Dominick Tringali, Moceri Companies’ architect, said the Granary’s materials and design “will make it feel like it has been part of the community for years while simultaneously bringing economic vitality and a quality of life for residents.”
Rewold said this is the first project his company has done with Moceri Companies. Rewold & Sons specializes in commercial developments and Moceri specializes in residential, historic preservation, parks, military memorials and community gathering spaces.

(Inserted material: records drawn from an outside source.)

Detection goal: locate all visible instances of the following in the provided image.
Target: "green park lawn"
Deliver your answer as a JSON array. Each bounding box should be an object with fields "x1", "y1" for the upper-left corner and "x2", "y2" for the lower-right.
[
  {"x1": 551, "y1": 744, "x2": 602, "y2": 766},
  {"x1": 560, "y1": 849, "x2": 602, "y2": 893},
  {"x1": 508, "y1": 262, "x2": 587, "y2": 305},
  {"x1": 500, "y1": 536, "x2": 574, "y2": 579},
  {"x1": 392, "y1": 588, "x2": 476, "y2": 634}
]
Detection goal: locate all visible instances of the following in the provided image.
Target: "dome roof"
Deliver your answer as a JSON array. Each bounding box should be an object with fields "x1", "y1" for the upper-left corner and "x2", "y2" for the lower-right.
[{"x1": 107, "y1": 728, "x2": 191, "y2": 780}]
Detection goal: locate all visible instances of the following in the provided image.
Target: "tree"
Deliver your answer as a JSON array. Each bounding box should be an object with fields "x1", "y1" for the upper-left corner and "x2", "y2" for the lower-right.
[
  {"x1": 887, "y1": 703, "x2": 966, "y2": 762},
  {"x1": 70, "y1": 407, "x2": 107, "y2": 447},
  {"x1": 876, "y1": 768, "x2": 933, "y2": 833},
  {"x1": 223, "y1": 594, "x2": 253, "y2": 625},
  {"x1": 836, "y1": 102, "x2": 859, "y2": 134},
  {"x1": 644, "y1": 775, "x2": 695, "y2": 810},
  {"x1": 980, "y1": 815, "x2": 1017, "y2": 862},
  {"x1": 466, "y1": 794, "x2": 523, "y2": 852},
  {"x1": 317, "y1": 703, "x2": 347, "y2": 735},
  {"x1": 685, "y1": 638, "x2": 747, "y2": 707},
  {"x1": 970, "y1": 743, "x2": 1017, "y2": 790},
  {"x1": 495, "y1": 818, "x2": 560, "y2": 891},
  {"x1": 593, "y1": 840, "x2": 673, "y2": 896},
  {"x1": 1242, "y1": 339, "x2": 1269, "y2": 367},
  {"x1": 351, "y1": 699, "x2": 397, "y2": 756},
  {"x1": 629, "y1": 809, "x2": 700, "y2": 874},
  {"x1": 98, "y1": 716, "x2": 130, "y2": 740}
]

Frank Rewold & Sons dates back generations in Rochester. Rewold’s grandfather, also named Frank, founded the company in 1918 when he went to work for Oakland University cofounder Matilda Dodge Wilson on her 1,400-acre estate, Meadow Brook Farms. He developed relationships that continue four generations later with Oakland University, where the company has completed countless projects.
Among the company’s projects: renovating Carhartt’s Dearborn headquarters; building student housing at Lawrence Technological University; Rochester’s Royal Park Hotel, which Rewold owned and operated for 18 years, selling to Georgia-based Davidson Hospitality Group last summer, and renovations at Birmingham’s Townsend Hotel. Government projects have included the Oakland County International Airport, the county’s animal shelter and pet adoption center, the senior recreational facility for the Older Persons’ Commission, Leader Dogs for the Blind and several school district projects.
Rewold said while the Granary is not a high-density residential development, it will play a key role in adding taxpayers to the city’s rolls and activity to downtown Rochester without adding a lot of car traffic.
“People often complain about traffic in the city and I understand that,” he said. “But if you have a city without traffic, you have a dying city.”
He said the Granary will take about 18 months to finish, if plans move efficiently, with demolition and site cleanup starting later this year and construction expected to start in the fall.
Editor’s note: This story has been updated to reflect the accurate ownership of the Royal Park Hotel, which was sold last summer.